The Government needs to look at these issues both through the eyes of a developer and the home mover.  We see first-hand the issues developers face on a daily basis through lack of land, Section 106 planning permission constraints, affordable housing requirements and CIL payments.

Nick Clegg’s proposals to create new incentives to build ‘big and bold’ garden cities are welcome but our experience on large settlements such as Cranbrook in Devon shows that these things can take up to 10 years to pass through planning controls[1] and there’s still a massive question mark over the viability for developers to build on any land that has got permission.

Construction numbers are down despite a raft of Government measures implemented this year including today’s pledge to build more homes. We are hearing of too many cases where sites have full permission but no developer is willing to step forward due to the affordable housing demands and CIL Payments set by the Local Authority.

We call on the Government to re-define what is classifies as ‘affordable housing’ to include shared equity schemes such as FirstBuy which will allow developers to unlock land by replacing the social housing obligations with shared equity products.

Our only chance to move forward is for the Government to look at all the issues concerning mortgage finance, viability and supply, rather than tackling each issue in isolation.”

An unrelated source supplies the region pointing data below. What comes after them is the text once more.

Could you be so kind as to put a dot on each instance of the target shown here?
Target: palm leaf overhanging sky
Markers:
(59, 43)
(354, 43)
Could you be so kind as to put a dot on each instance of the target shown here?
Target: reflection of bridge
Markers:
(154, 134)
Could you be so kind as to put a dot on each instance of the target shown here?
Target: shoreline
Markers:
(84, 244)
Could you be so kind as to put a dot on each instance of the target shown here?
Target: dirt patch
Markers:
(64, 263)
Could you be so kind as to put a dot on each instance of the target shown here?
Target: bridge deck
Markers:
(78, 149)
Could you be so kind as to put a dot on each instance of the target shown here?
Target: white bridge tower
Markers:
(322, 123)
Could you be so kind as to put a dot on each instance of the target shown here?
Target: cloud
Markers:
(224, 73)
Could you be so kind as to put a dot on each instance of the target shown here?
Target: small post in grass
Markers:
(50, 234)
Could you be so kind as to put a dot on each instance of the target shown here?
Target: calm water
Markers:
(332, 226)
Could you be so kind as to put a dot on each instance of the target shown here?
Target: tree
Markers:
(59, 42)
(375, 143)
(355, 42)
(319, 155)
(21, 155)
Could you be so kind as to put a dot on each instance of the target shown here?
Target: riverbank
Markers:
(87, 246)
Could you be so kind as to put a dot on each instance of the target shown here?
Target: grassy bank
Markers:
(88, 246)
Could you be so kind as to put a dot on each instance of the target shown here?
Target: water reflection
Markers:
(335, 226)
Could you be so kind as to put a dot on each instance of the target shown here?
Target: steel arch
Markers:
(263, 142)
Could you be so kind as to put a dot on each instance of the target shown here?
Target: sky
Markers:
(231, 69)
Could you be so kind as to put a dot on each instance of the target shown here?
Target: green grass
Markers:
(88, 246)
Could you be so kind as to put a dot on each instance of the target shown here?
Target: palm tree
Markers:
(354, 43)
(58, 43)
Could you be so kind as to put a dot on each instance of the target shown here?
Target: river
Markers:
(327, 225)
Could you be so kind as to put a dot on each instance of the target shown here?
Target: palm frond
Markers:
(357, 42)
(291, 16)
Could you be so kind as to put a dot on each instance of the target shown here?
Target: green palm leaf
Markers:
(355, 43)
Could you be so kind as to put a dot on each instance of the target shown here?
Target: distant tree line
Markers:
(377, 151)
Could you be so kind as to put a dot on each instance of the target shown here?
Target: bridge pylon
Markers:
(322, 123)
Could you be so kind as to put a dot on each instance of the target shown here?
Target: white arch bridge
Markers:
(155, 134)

David Brown, commercial director of LSL property services, comments on the government extending the Support for Mortgage Interest Scheme until March 2015:

“It will be a great relief for thousands of borrowers that the government is extending the Support for Mortgage Interest scheme. A surprisingly strong labour market and record low mortgage rates have kept severe arrears and repossessions cases from rocketing up despite the stuttering economy, but the government scheme has played a crucial role too. With more austerity measures and public sector job losses to come, the scheme will continue to provide much-needed financial life support for borrowers in dire financial straits, and will help prevent mortgage arrears from weighing more heavily on lenders’ balance sheets.”